Obviously, human writers will make a decision, or use a style guide, to dictate the answers to questions such as these. My concern is that we can easily hold people to account should they present the data in a way that misleads people. But how do you question an algorithm once (a) it has been established and embedded enough that nobody really knows how it works? And/or (b) that is (probably) not in the public domain for intellectual property reasons?
The headlines sometimes also assume prior knowledge which is not always addressed in the article. For example, the headline for Ilford South reads:
Ilford South: Mike Gapes loses seat
That’s quite anodyne. What it does not tell you is that Mike Gapes lost his seat after 27 years, because he left the Labour Party. Unfortunately for him and others, people in the UK tend to vote for a party (or against a party) rather than a person.
So that headline is very objective, because it hides much background data (Gapes left the Labour Party after 27 years: why? You can read the answer on his website.) However, because the headline and the report omit important background information, you could argue that it’s not objective, in the sense of being impartial, a point made (in a different context, obviously) by Christopher Goering and Paul Thomas (Eds) in Critical Media Literacy and Fake News in Post-Truth America (Amazon affiliate link).
Another issue is that these articles are mind-numbingly boring, which I’m actually rather pleased about. Why? Because as long as AI can’t write creatively, people like myself who earn money from writing have little to fear.
Indeed, I think a partnership could work really well. In the context of education technology (the area in which I write the most), I’d love to have a bot that could trawl through online archives, pull out some great stats and then write a report presenting the data. I could then analyse that data, adding colour, context and nuance to the basic report generated by the AI.
Getting back to Gary Henderson’s question, I suppose the answer is as follows. If you just want the basic facts, the bare bones, then perhaps it doesn’t make a difference. The AI can do a good job of reporting election results, football scores and weather patterns. You don’t need writing skills to be able to do that, only research skills. So ultimately, if the AI can’t get the data for itself (if it isn’t available online, say), then all you need is some low-paid research assistants to obtain the data and feed it in. It could lead to few jobs for journalists and more opportunities for interns.

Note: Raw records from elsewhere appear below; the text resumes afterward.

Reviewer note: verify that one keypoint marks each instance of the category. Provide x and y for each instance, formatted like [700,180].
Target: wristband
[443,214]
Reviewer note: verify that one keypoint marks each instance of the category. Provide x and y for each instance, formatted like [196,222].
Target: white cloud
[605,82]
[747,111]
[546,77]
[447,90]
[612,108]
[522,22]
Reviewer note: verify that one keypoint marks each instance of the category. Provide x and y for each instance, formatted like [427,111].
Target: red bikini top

It’s amusing and interesting to note that Jonathan Swift made the point that writing skills are not needed if you have a writing machine nearly 300 years ago, in Gulliver’s Travels (1726). Having met a professor who has invented a writing machine he says:
“Everyone knew how laborious the usual Method is of attaining to Arts and Sciences; whereby by his Contrivance, the most ignorant Person at a reasonable Charge, and with a little bodily Labour, may write books in Philosophy, Poetry, Politics, Law, Mathematics and Theology, without the least assistance from Genius or Study.”
However, if you want reporting that can bring the data alive, place it in a wider context, and evince an emotional response or connection from the reader, then it does make a difference. If you don’t believe me, you just have to compare the late sports writer Hugh McIlvanney’s depiction of cold weather with a factual report. The latter might have stated something like:
“The temperature was 2 degrees Celcius but because of the wind felt like minus 6 degrees.”
In Mcilvanney’s hands, that sort of thing was transformed into:
“It was the kind of wind that stripped the flesh off your bones, then came back for the marrow.”
The difference is that in the latter you can almost feel the cold. And that to me is the difference between an AI-written article and a human-written one. In fact, to put it another way, I think Arthur C. Clarke’s observation about teachers vis-a-vis teaching machines may be applied here, namely:
Any writer that could be replaced by AI probably should be.